He is projected to be the consensus number one pick in NFL Draft. He is also thought to be the one "sure-thing" quarterback of the 2021 NFL Draft. Even so, last year, I was not overly impressed with Trevor Lawrence, and that opinion carried over to the 2020 college season. However, I had not watched him play this year, that is, before the end of November 2020. So, with everyone still hyping him up as the next great NFL QB, I went into my "lab" and studied Trevor Lawrence. I watched the Miami and Virginia games against Clemson, in their entirety and with a particular focus on Lawrence's skills. This is what I determined.
Trevor Lawrence is not the lock many people think he is. How did I come to this conclusion when all of the great NFL analysts and scouts seem to predict the opposite? Here is my reasoning.
Trevor Lawrence's main attribute is his mobility and running ability. He's an excellent zone-read runner who likes to take on defensive players occasionally. However, if he does that in the NFL, his career will be noticeably short. Clemson tends to throw many short passes, running back screens, swing passes to running backs and wide receiver screens. Travis Etienne, Clemson's versatile star running back, is the straw that stirs their offense. They use Etienne a lot in the passing game. In fact, Etienne was 2nd on the team in receptions and receiving yards at the time of my "lab work." I was surprised because this resulted in a good amount of Trevor's passes being relatively short. Etienne does the rest.

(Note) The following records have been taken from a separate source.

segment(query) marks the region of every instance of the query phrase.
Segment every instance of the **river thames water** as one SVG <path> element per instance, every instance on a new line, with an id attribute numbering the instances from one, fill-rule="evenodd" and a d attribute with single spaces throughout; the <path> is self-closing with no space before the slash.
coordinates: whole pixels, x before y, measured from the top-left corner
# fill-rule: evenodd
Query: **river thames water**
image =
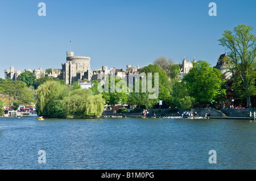
<path id="1" fill-rule="evenodd" d="M 256 123 L 0 117 L 0 169 L 256 169 Z"/>

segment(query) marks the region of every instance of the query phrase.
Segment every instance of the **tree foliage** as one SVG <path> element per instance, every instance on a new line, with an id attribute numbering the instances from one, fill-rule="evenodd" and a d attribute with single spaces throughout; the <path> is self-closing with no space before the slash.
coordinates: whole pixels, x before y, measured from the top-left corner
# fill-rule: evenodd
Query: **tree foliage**
<path id="1" fill-rule="evenodd" d="M 106 103 L 109 105 L 125 104 L 128 100 L 127 82 L 118 76 L 109 76 L 106 79 L 108 85 L 105 83 L 102 86 L 104 91 L 102 93 Z M 97 83 L 95 83 L 95 86 Z M 108 86 L 107 87 L 105 86 Z M 93 89 L 95 91 L 95 88 Z"/>
<path id="2" fill-rule="evenodd" d="M 5 95 L 11 101 L 11 104 L 31 104 L 35 102 L 31 90 L 22 81 L 8 80 L 2 82 L 0 83 L 0 94 Z"/>
<path id="3" fill-rule="evenodd" d="M 180 82 L 175 79 L 172 83 L 172 104 L 181 110 L 192 108 L 195 102 L 195 98 L 189 95 L 183 82 Z"/>
<path id="4" fill-rule="evenodd" d="M 89 89 L 71 91 L 58 81 L 47 81 L 38 87 L 36 109 L 39 115 L 48 117 L 86 117 L 101 115 L 105 101 L 101 94 Z"/>
<path id="5" fill-rule="evenodd" d="M 174 65 L 171 67 L 170 77 L 172 79 L 179 79 L 180 75 L 180 67 L 177 65 Z"/>
<path id="6" fill-rule="evenodd" d="M 3 115 L 4 113 L 3 107 L 5 106 L 5 102 L 3 100 L 3 99 L 2 99 L 1 98 L 0 98 L 0 116 Z"/>
<path id="7" fill-rule="evenodd" d="M 152 108 L 154 106 L 157 106 L 158 101 L 159 100 L 163 100 L 163 104 L 167 106 L 167 103 L 170 102 L 171 99 L 171 93 L 172 90 L 170 86 L 170 81 L 166 73 L 162 70 L 159 66 L 157 65 L 149 65 L 146 67 L 144 67 L 142 71 L 142 73 L 144 73 L 147 79 L 150 78 L 148 77 L 147 73 L 152 73 L 152 88 L 158 89 L 155 90 L 155 92 L 151 93 L 148 92 L 147 89 L 146 92 L 142 91 L 142 79 L 138 79 L 137 81 L 139 83 L 139 92 L 136 92 L 134 89 L 133 91 L 130 94 L 129 103 L 131 105 L 137 105 L 138 107 L 142 106 L 146 106 L 147 108 Z M 158 87 L 155 87 L 155 73 L 158 73 Z M 134 83 L 134 87 L 135 87 L 135 84 Z M 148 86 L 148 85 L 147 85 Z M 152 94 L 155 94 L 155 91 L 159 92 L 158 96 L 155 99 L 149 99 L 149 95 Z"/>
<path id="8" fill-rule="evenodd" d="M 101 94 L 93 95 L 90 89 L 77 89 L 71 91 L 64 99 L 68 115 L 77 117 L 101 115 L 105 100 Z"/>
<path id="9" fill-rule="evenodd" d="M 38 115 L 51 117 L 65 117 L 67 114 L 62 103 L 69 91 L 67 86 L 57 81 L 47 81 L 40 85 L 36 90 L 36 106 Z"/>
<path id="10" fill-rule="evenodd" d="M 160 57 L 155 60 L 153 64 L 158 65 L 168 75 L 170 75 L 171 68 L 174 65 L 174 61 L 172 58 L 167 60 L 165 57 Z"/>
<path id="11" fill-rule="evenodd" d="M 219 39 L 220 45 L 226 47 L 233 73 L 233 88 L 238 96 L 246 98 L 251 108 L 251 96 L 256 95 L 256 37 L 252 33 L 253 28 L 245 24 L 235 27 L 233 31 L 225 31 Z"/>
<path id="12" fill-rule="evenodd" d="M 19 81 L 25 82 L 28 87 L 34 86 L 36 80 L 35 74 L 30 71 L 25 71 L 20 75 Z"/>

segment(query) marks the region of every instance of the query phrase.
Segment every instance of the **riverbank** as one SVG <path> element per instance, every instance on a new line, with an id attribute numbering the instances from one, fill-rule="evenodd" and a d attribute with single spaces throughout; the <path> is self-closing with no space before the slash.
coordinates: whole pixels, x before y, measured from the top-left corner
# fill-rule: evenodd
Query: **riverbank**
<path id="1" fill-rule="evenodd" d="M 218 117 L 218 116 L 207 116 L 203 117 L 179 117 L 179 116 L 130 116 L 130 115 L 124 115 L 124 116 L 115 116 L 115 115 L 110 115 L 110 116 L 100 116 L 101 118 L 122 118 L 122 117 L 139 117 L 139 118 L 163 118 L 163 119 L 250 119 L 250 117 Z"/>

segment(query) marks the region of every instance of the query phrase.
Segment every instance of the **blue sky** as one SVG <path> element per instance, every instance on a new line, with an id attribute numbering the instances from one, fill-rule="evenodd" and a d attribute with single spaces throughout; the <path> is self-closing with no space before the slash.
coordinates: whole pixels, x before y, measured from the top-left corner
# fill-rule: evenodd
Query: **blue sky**
<path id="1" fill-rule="evenodd" d="M 39 2 L 46 16 L 39 16 Z M 217 16 L 210 16 L 210 2 Z M 216 64 L 218 39 L 241 24 L 256 28 L 256 1 L 0 0 L 0 77 L 4 69 L 61 69 L 66 52 L 91 57 L 91 69 L 175 62 Z M 254 31 L 255 33 L 255 31 Z"/>

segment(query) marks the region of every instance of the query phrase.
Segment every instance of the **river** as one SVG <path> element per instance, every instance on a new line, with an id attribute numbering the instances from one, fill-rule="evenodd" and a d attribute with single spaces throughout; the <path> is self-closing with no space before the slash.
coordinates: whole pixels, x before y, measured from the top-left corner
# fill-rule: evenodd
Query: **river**
<path id="1" fill-rule="evenodd" d="M 255 169 L 249 119 L 0 117 L 2 170 Z"/>

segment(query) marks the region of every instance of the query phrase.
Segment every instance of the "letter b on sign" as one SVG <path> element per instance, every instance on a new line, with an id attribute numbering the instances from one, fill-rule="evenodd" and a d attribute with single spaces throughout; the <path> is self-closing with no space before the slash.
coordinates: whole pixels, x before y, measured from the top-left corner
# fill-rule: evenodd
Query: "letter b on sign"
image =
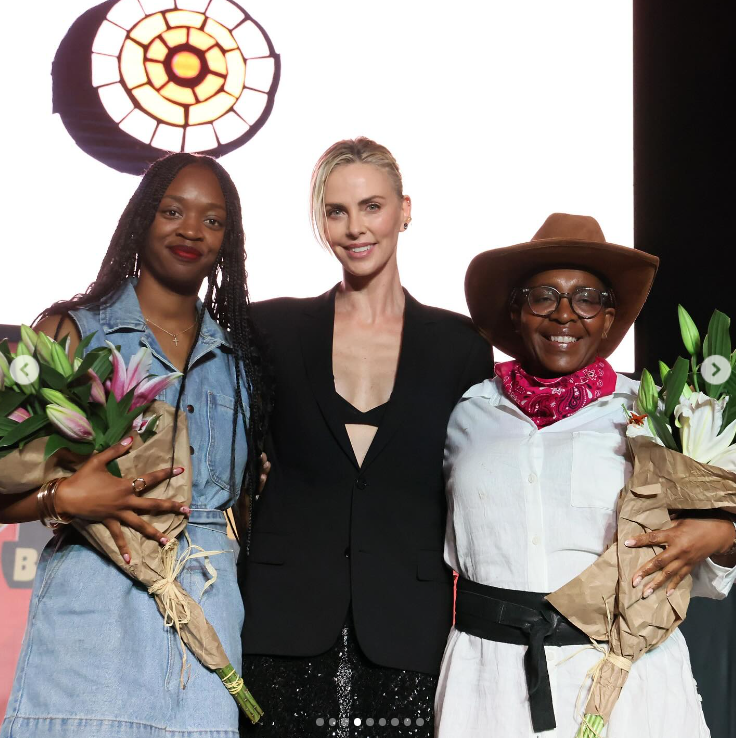
<path id="1" fill-rule="evenodd" d="M 13 565 L 13 581 L 31 582 L 36 576 L 36 564 L 38 564 L 38 551 L 35 548 L 15 549 L 15 564 Z"/>

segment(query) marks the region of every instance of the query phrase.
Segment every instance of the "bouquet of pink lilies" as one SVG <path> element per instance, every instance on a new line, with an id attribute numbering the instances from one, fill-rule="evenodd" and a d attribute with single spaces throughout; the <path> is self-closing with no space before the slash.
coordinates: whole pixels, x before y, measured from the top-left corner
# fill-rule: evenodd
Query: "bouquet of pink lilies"
<path id="1" fill-rule="evenodd" d="M 146 416 L 156 396 L 180 376 L 152 377 L 151 351 L 142 348 L 126 367 L 111 343 L 84 354 L 77 347 L 21 326 L 16 353 L 0 342 L 0 458 L 46 438 L 44 459 L 66 448 L 80 456 L 118 443 L 131 430 L 147 441 L 159 416 Z M 110 472 L 120 476 L 116 462 Z"/>
<path id="2" fill-rule="evenodd" d="M 175 382 L 180 372 L 151 376 L 151 351 L 142 348 L 126 366 L 111 343 L 85 354 L 93 336 L 85 338 L 74 356 L 68 356 L 68 339 L 54 341 L 28 326 L 21 326 L 15 353 L 0 341 L 0 494 L 28 492 L 49 479 L 69 476 L 91 454 L 109 448 L 131 435 L 130 451 L 110 462 L 111 474 L 125 479 L 141 471 L 161 469 L 172 459 L 188 459 L 189 438 L 184 413 L 175 422 L 174 408 L 155 398 Z M 61 460 L 62 449 L 73 460 Z M 173 454 L 172 454 L 173 451 Z M 68 454 L 65 454 L 67 457 Z M 166 484 L 146 489 L 146 497 L 192 499 L 191 469 Z M 216 573 L 209 557 L 222 551 L 204 551 L 192 545 L 181 514 L 142 515 L 168 539 L 161 548 L 156 541 L 124 528 L 130 561 L 125 561 L 102 523 L 74 519 L 71 524 L 100 553 L 153 596 L 168 627 L 175 628 L 182 647 L 181 686 L 186 684 L 186 646 L 199 661 L 214 671 L 252 722 L 263 715 L 253 696 L 235 671 L 217 633 L 199 604 L 181 586 L 178 576 L 191 559 L 202 559 Z M 178 553 L 177 536 L 188 541 Z"/>

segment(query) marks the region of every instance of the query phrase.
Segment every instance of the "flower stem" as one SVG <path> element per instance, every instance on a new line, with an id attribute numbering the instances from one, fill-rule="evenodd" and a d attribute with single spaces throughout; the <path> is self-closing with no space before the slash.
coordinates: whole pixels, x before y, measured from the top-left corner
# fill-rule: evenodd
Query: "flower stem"
<path id="1" fill-rule="evenodd" d="M 227 691 L 238 703 L 238 707 L 245 713 L 251 723 L 257 723 L 263 716 L 263 710 L 253 698 L 243 679 L 237 671 L 228 664 L 222 669 L 216 669 L 215 673 L 220 677 Z"/>
<path id="2" fill-rule="evenodd" d="M 698 387 L 698 362 L 694 355 L 690 357 L 690 366 L 693 370 L 693 387 L 696 392 L 700 392 L 700 387 Z"/>
<path id="3" fill-rule="evenodd" d="M 588 713 L 583 718 L 578 732 L 575 733 L 575 738 L 601 738 L 603 736 L 603 728 L 605 727 L 606 724 L 600 715 Z"/>

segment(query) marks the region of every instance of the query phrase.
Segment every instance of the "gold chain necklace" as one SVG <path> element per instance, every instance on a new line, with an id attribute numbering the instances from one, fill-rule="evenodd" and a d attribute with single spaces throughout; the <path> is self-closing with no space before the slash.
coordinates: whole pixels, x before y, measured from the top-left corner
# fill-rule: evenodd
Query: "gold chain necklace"
<path id="1" fill-rule="evenodd" d="M 171 336 L 171 340 L 174 342 L 174 346 L 179 346 L 179 336 L 182 335 L 182 333 L 186 333 L 187 331 L 192 330 L 195 325 L 197 325 L 197 321 L 195 320 L 194 323 L 192 323 L 189 328 L 185 328 L 183 331 L 179 331 L 178 333 L 172 333 L 171 331 L 167 331 L 166 328 L 162 328 L 158 323 L 154 323 L 152 320 L 149 320 L 145 315 L 143 316 L 143 320 L 146 321 L 146 323 L 150 323 L 153 326 L 156 326 L 160 331 L 163 331 L 168 336 Z"/>

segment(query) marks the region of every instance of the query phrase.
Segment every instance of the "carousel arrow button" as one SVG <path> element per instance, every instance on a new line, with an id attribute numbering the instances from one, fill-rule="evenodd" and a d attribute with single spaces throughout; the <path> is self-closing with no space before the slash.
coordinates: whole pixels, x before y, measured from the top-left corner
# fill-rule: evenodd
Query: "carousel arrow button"
<path id="1" fill-rule="evenodd" d="M 18 356 L 10 365 L 10 375 L 18 384 L 33 384 L 38 372 L 38 362 L 32 356 Z"/>
<path id="2" fill-rule="evenodd" d="M 700 365 L 700 373 L 710 384 L 723 384 L 731 376 L 731 362 L 724 356 L 709 356 Z"/>

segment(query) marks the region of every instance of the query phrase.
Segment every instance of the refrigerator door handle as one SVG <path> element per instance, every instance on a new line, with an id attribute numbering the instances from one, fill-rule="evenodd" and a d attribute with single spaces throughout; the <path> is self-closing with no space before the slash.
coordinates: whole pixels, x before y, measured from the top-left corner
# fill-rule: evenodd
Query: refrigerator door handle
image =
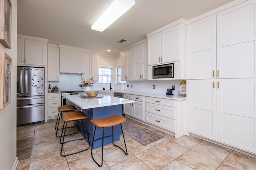
<path id="1" fill-rule="evenodd" d="M 20 70 L 20 94 L 23 94 L 23 70 Z"/>
<path id="2" fill-rule="evenodd" d="M 26 93 L 28 93 L 28 70 L 25 70 L 25 89 Z"/>
<path id="3" fill-rule="evenodd" d="M 31 108 L 31 107 L 38 107 L 38 106 L 43 106 L 43 104 L 32 104 L 29 106 L 17 106 L 17 109 L 24 109 L 25 108 Z"/>

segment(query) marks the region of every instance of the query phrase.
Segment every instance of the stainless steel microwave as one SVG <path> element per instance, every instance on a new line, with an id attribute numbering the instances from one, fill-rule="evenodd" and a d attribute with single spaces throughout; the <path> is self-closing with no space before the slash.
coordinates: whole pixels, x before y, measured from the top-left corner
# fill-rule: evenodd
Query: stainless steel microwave
<path id="1" fill-rule="evenodd" d="M 153 66 L 153 78 L 173 78 L 174 64 Z"/>

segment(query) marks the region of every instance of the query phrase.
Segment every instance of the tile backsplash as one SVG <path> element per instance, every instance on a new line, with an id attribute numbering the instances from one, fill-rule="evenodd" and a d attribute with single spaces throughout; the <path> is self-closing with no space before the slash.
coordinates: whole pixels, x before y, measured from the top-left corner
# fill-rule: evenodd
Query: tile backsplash
<path id="1" fill-rule="evenodd" d="M 47 86 L 50 84 L 52 88 L 57 86 L 60 91 L 82 90 L 82 88 L 79 86 L 82 76 L 82 74 L 60 74 L 58 82 L 48 81 Z"/>

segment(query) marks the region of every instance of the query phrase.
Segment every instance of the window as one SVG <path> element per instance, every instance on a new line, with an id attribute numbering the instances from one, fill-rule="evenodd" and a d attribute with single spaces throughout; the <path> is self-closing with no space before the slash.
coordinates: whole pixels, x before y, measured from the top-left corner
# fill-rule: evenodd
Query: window
<path id="1" fill-rule="evenodd" d="M 126 83 L 126 81 L 121 80 L 121 67 L 116 68 L 116 77 L 118 84 L 125 84 Z"/>
<path id="2" fill-rule="evenodd" d="M 112 82 L 112 69 L 110 67 L 99 67 L 99 84 Z"/>

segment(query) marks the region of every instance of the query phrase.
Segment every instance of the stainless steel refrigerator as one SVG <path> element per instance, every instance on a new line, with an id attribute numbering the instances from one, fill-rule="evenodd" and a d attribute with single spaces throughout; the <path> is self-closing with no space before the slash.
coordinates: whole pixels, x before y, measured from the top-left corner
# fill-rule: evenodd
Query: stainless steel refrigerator
<path id="1" fill-rule="evenodd" d="M 17 67 L 17 124 L 44 121 L 44 68 Z"/>

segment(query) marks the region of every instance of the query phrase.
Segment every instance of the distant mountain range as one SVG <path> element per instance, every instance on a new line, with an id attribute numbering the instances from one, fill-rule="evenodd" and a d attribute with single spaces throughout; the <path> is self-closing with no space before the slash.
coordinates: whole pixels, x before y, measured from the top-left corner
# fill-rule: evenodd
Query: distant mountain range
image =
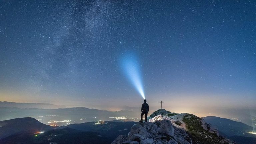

Lawrence's mechanics are good, but he is still not as accurate, nor does he have the ball placement of University of Florida's Kyle Trask or Alabama's Mac Jones. Additionally, he is sometimes a little erratic when under pressure and on the run, in contrast with last year's superstar college QB, Joe Burrow, who excelled in this area. Lawrence will throw a great clear out go route or deep-crossing route and then miss on easier or similar passes. His accuracy is not consistent, and he doesn't throw the variety of passes that, let's say, a Kyle Trask throws.
Trevor doesn't "seem" to do many pre-snap-reads. When he goes through progressions, it is swift. A little too fast for my liking because it raises the question, is he really going through his progressions. If he goes through his progressions at this speed because he is reading the defense, that's a huge plus and will probably lead to him being an outstanding NFL QB. My "guess" is that he knows who he wants to throw to and does not read the defense. However, it's hard to determine what he's doing without further study and interviewing him.
Anyway, all of these observations suggest to me that Trevor Lawrence is not the lock to be the next "sure-fire" great NFL quarterback. There is nothing he does exceptionally well. In some ways, Trevor Lawrence is a lesser version of the Houston Texan's Deshaun Watson. Now, let's be clear about this, Lawrence is not in the class as last year's Heisman Trophy winner Joe Burrow when it comes to quarterbacking instincts. Lawrence probably has a stronger arm than Burrow, but Burrow is off the charts in every other quarterbacking metric. So, whoever drafts Trevor Lawrence is by no means getting a "sure thing."